Running Reports
Product vs Brand Research Mode
The most important setting before you run — it determines the entire scope of the research.
What is research mode?
Research mode tells the Mavrtr engine what to study. It affects both the research stage (what sources the agent hunts) and the customer intelligence stage (whose avatar gets built).
| Setting | Research scope | Avatars describe | Best when |
|---|---|---|---|
| Product | Buyers of the specific SKU + close substitutes. Brand data is used only for voice / price tier context. | People who would buy that product | Running an ad campaign for a specific product. Writing product-page copy. Launching a new SKU. |
| Brand | The brand's full buyer base across all categories. | Different segments of the brand's total audience | Brand positioning. Understanding the company's overall customer mix. Onboarding a new client. |
How the mode affects research prompts
In Product mode, the research agent receives a prompt that includes the exact product title and description labelled as "FOCUS PRODUCT". It is explicitly instructed to stay narrow and treat the brand's other categories as background context only.

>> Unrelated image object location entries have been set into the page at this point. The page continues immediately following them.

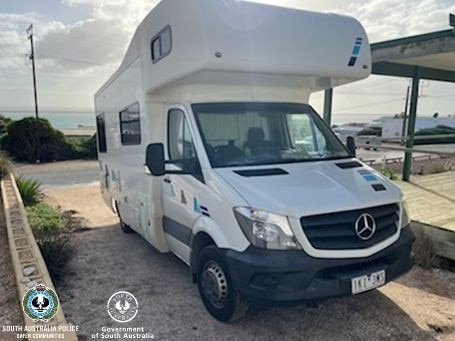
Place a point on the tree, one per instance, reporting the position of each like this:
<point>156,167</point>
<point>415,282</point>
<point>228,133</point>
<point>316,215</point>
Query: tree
<point>20,141</point>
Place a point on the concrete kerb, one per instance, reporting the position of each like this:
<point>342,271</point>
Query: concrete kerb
<point>28,263</point>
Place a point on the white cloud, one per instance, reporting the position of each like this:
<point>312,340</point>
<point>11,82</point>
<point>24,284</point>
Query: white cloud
<point>75,59</point>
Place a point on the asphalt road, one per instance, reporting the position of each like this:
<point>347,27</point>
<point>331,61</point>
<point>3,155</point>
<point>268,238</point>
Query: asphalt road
<point>82,172</point>
<point>66,173</point>
<point>418,306</point>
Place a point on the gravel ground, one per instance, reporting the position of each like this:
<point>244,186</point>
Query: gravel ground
<point>10,312</point>
<point>419,306</point>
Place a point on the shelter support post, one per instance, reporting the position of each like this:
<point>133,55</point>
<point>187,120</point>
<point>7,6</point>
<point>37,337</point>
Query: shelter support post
<point>328,97</point>
<point>407,166</point>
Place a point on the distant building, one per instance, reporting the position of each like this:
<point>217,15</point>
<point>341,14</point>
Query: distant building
<point>392,127</point>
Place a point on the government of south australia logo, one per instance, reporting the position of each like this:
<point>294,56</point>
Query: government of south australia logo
<point>40,303</point>
<point>122,306</point>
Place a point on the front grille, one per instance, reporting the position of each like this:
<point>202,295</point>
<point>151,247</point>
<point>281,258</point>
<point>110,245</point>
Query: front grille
<point>336,231</point>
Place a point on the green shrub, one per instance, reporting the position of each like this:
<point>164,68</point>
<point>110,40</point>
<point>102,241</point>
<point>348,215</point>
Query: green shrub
<point>85,149</point>
<point>30,190</point>
<point>46,221</point>
<point>438,130</point>
<point>4,122</point>
<point>20,141</point>
<point>389,172</point>
<point>5,165</point>
<point>440,168</point>
<point>56,253</point>
<point>50,228</point>
<point>89,146</point>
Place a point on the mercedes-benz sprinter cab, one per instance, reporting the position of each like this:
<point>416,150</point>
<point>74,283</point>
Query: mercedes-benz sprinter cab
<point>209,149</point>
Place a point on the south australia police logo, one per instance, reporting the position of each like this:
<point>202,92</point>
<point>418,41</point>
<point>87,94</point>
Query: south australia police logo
<point>122,306</point>
<point>40,303</point>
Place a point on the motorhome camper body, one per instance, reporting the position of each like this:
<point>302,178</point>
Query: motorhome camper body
<point>243,181</point>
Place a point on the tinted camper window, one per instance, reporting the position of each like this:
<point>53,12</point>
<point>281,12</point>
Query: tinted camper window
<point>161,44</point>
<point>101,133</point>
<point>130,125</point>
<point>180,141</point>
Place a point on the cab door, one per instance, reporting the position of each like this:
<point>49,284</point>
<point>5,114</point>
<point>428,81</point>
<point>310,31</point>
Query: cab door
<point>180,191</point>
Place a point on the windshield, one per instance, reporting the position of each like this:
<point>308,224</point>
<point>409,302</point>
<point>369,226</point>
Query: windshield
<point>241,134</point>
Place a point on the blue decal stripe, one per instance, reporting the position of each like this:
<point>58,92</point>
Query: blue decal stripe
<point>370,178</point>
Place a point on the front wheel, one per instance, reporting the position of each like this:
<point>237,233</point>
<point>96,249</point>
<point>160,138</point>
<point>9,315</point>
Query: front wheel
<point>216,288</point>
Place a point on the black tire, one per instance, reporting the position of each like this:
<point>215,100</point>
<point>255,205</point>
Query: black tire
<point>218,293</point>
<point>125,228</point>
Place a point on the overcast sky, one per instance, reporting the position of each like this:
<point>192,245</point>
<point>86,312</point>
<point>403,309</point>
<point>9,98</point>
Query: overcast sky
<point>79,43</point>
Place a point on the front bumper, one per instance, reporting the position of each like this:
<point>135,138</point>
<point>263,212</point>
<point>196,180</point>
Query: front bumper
<point>292,277</point>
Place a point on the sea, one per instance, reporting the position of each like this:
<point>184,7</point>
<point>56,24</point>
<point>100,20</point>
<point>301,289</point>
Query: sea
<point>59,120</point>
<point>72,120</point>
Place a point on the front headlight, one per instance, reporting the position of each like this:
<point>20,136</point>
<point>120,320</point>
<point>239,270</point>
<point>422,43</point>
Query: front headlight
<point>405,219</point>
<point>266,230</point>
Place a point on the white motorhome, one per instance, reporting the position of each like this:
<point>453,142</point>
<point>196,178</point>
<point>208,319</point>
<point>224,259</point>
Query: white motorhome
<point>209,150</point>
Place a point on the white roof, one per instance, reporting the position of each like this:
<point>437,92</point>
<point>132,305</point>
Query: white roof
<point>324,50</point>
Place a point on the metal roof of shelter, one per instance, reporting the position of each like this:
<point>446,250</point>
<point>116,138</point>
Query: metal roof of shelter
<point>426,56</point>
<point>433,53</point>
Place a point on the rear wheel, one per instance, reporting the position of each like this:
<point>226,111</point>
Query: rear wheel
<point>216,288</point>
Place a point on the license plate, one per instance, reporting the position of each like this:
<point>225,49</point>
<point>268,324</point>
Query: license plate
<point>367,282</point>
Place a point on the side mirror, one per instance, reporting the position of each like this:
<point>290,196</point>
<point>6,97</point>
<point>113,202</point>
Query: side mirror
<point>154,159</point>
<point>350,144</point>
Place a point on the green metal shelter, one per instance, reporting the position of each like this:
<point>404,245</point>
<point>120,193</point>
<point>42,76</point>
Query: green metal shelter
<point>428,56</point>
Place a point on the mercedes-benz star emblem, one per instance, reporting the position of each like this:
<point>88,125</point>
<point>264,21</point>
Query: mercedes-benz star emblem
<point>365,226</point>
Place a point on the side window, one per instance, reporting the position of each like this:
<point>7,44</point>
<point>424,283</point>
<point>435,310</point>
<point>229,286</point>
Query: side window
<point>161,44</point>
<point>101,133</point>
<point>180,142</point>
<point>130,125</point>
<point>305,135</point>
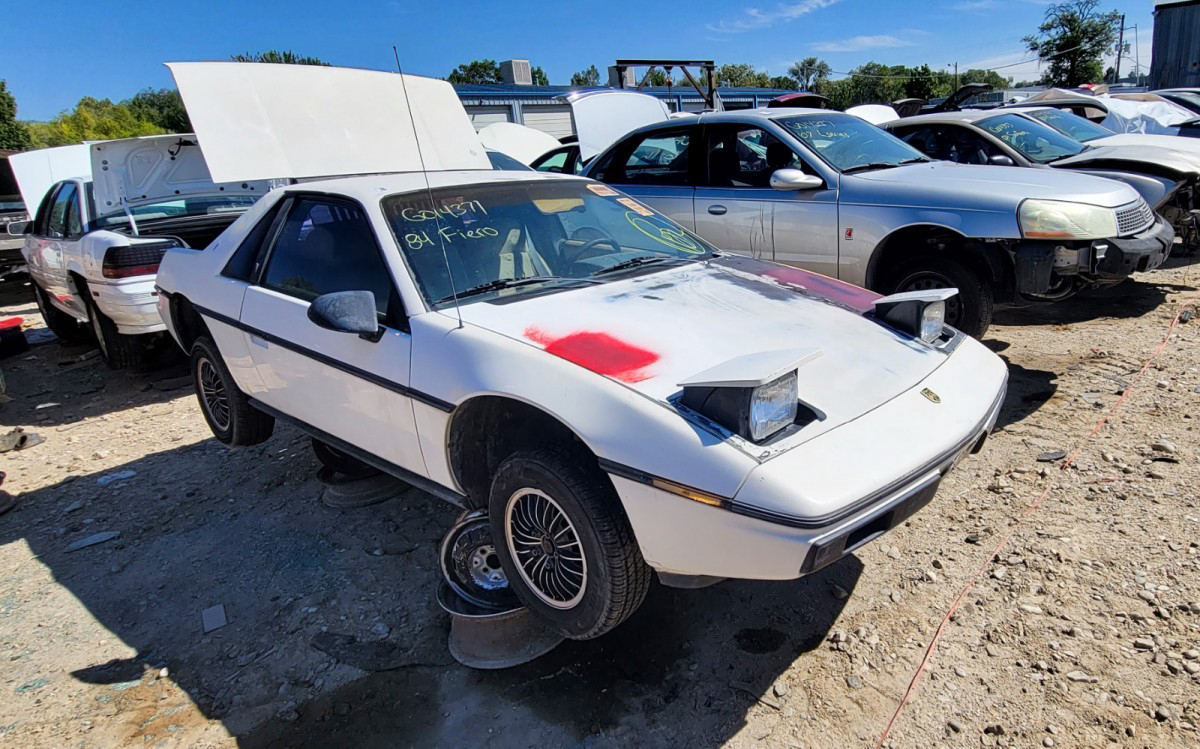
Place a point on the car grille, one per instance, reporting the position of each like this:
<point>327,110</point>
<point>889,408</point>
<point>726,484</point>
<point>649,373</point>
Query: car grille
<point>1133,219</point>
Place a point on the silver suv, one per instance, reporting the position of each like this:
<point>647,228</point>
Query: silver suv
<point>831,192</point>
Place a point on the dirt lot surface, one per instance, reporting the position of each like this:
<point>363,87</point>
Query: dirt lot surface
<point>1084,631</point>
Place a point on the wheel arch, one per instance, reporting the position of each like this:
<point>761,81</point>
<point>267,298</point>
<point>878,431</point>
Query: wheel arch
<point>990,259</point>
<point>486,429</point>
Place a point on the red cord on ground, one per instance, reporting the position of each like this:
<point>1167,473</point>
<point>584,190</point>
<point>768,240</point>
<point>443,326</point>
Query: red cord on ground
<point>1037,503</point>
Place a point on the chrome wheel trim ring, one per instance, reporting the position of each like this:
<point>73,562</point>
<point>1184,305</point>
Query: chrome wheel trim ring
<point>213,393</point>
<point>545,549</point>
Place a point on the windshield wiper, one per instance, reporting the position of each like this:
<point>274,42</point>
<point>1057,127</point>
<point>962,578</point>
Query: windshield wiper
<point>635,263</point>
<point>879,165</point>
<point>503,283</point>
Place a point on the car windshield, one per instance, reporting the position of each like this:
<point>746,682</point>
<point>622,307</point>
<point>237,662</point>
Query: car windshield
<point>1080,129</point>
<point>1035,141</point>
<point>850,144</point>
<point>178,208</point>
<point>497,240</point>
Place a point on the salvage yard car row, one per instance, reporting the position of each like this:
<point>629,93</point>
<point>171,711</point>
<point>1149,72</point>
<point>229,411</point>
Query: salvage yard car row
<point>631,371</point>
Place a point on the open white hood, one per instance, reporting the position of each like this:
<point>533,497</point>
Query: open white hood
<point>275,121</point>
<point>601,118</point>
<point>516,141</point>
<point>36,171</point>
<point>155,168</point>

In Brand mode, the focus product label is deliberately omitted. The agent receives only the top-product list as context and is told: "Do NOT narrow to a single product or SKU."
Cache isolation
Product-mode and brand-mode runs for the same store are cached separately. A brand-mode re-run will never serve results from a product-mode cache entry.
Which should I choose?
For most media buying use cases, Product mode is the right choice. The avatars will be sharper, the objections more specific, and the ad angles more actionable because everything is anchored to the exact problem the product solves.
Use Brand mode when you need a broader view — for example, to understand why someone shops at the brand at all, or to identify which buyer segment is underserved by the current ad strategy.